Ситуация осложнялась тем, что если по папе Рувка являлся Бронштейном, то по матери (прости меня, Господи!) он и вовсе был Каплан. Как на грех, баба именно с такой фамилией стреляла в неладившего с Троцким-Бронштейном и уже знакомого нам Ленина. Согласитесь, что наличие двух таких, прямо скажем, контрреволюционных фамилий у одного субъекта не предвещало данному субъекту сахарное будущее. Субъекта Рувку спасла девочка, Ф. И. О которой ласкало слух как карательных, так и других органов осязания и обоняния. Ее Ф. И. О была Казакова. Звали ее Вера. Они расписались и сделали неравноценный обмен — она отдала ему фамилию, а он ей свои неприятности. Чего-чего, а неприятностей у него было много. Ими он мог одарить не только Веру Казакову, но и все население Ленинградской области.

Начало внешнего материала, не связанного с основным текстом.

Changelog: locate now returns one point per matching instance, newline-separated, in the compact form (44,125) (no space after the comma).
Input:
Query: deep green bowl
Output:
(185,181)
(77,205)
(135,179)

В тот период и меня жизнь не баловала блестящими зигзагами и поворотами судьбы. Рома работал сам по себе, я — сам по себе, и единственное, что нас объединяло, это скука и сознание абсолютной невостребованности. Все решилось в одно мгновение у пивного ларька. В двадцатиградусный мороз, когда мы выпили несколько кружек пива приблизительно той же температуры, нам показалось, что если две отдельно взятые бездарности сольются в едином творческом экстазе, то они, эти бездарности, неожиданно преобразятся из двух хреновых творческих единиц в одну, тоже хреновую, но зато очень большую. То есть как бы появилась возможность брать если уж не талантом, то хотя бы массой. Вопреки всем законам логики наша бредовая идея неожиданно материализовалась, и вскоре наша странная пара предстала перед изумленными глазами худсовета Ленконцерта или, как мы игриво называли его между собой, Членконцерта.
Мы начали бороздить моря и океаны эстрадных площадок одной шестой части света. Наши просветленные лица можно было увидеть в любом уголке страны. Сегодня мы бичевали бюрократов на сцене Кремлевского дворца съездов, а завтра уже распевали разящие куплеты про завстоловой в оленеводческом совхозе, где-то там, за северным сиянием. В три часа дня мы балагурили в неотапливаемом клубике женской колонии, а в семь вечера вместе с нами уже веселился медперсонал и больные психбольницы № 5. Этих рассмешить было легче всего.